An additional point to consider is that early administration of antibiotics may weaken or delay the antibody response and lower the sensitivity of the EIA to 60% or 70%.
As we’ve already reviewed, specimens testing positive or equivocal by the screening method should be tested by Western blot. Lyme Western blot assays test for IgM and IgG class antibodies to Borrelia burgdorferi. Western blot is considered a supplementary serologic approach and not confirmatory due to the potential for false positives and inter and intra laboratorial result variability with this method.
As we’ve discussed, the result of Western blot should be interpreted according to the current CDC criteria and testing by Western blot is not recommended in those patients testing negative by the screen EIA.
As with the screening test, the sensitivity of Lyme Western blot is also dependent on the stage of the disease when testing is performed. During Stage 1, Western blot may demonstrate a sensitivity of 20%-50% with the majority of antibody detected being of the IgM class. In stages 2 and 3, of the disease the sensitivity of Western blot may increase to 70%-100% and we typically observe a switch in the prevalence of antibody to that of the IgG class.
It is important to point out that although a positive IgM Western blot generally indicates recent infection IgM class antibodies may persist for months to years following infection and because of this a positive IgM does not always serve as an indicator of recent acute infection.
If we now return to our patient case you’ll remember that the screen EIA was positive so the testing laboratory appropriately reflects the specimen to Western blot for supplementary testing. The results of the Western blot were as follows: The IgM was interpreted as positive and the IgG was reported as negative.

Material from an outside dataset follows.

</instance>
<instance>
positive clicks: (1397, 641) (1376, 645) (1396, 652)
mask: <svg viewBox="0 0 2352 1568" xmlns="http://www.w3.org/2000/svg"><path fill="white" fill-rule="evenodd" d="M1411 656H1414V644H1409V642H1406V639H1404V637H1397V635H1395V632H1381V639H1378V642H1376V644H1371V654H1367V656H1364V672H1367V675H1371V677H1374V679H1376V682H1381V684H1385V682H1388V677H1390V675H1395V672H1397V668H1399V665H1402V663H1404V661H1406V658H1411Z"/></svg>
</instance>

A common question following a result profile such as this is whether any further follow-up testing should be performed. For those patients testing positive by IgM Western blot alone, the general recommendation is to repeat serologic testing on a new specimen after 14-21 days. After this time, we should be able to demonstrate seroconversion of IgG which would then provide strong support of evidence of infection.
A few more points regarding Lyme Western blot. If testing is performed within 4 weeks of symptom onset, it is recommended that both IgM and IgG Western blot be performed. However, in patients with disease duration of greater than 1 month, IgM Western blot should not be performed. A positive IgM alone in this setting should not be used to diagnose infection due to the increased possibility of false positive results during the later stages of disease.

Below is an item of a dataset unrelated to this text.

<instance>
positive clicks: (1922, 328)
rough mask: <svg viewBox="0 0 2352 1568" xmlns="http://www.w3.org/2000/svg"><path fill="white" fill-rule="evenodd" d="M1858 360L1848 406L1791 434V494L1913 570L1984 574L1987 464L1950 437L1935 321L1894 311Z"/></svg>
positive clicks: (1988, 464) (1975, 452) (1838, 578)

Returning to our patient case to wrap up, a second serum specimen was submitted 10 days later for follow-up Lyme serology. The result of the screen EIA was again positive and Lyme Western blot was determined to be positive for both IgM and IgG. These laboratory results provided strong supportive evidence that this patient had been recently infected with Borrelia burgdorferi.
In conclusion, the laboratory diagnosis of Lyme disease is most commonly achieved by serologic testing which should be limited to those persons with an appropriate exposure history and objective clinical findings. When serology is ordered, testing should be performed using the two step approach as recommended by the CDC, in which specimens are first tested by a highly sensitive screening method such as EIA with all screen positive or equivocal specimens being tested by Western blot. Finally, the result of Lyme serology should be used to support a clinical diagnosis in those patients being evaluated for Lyme disease.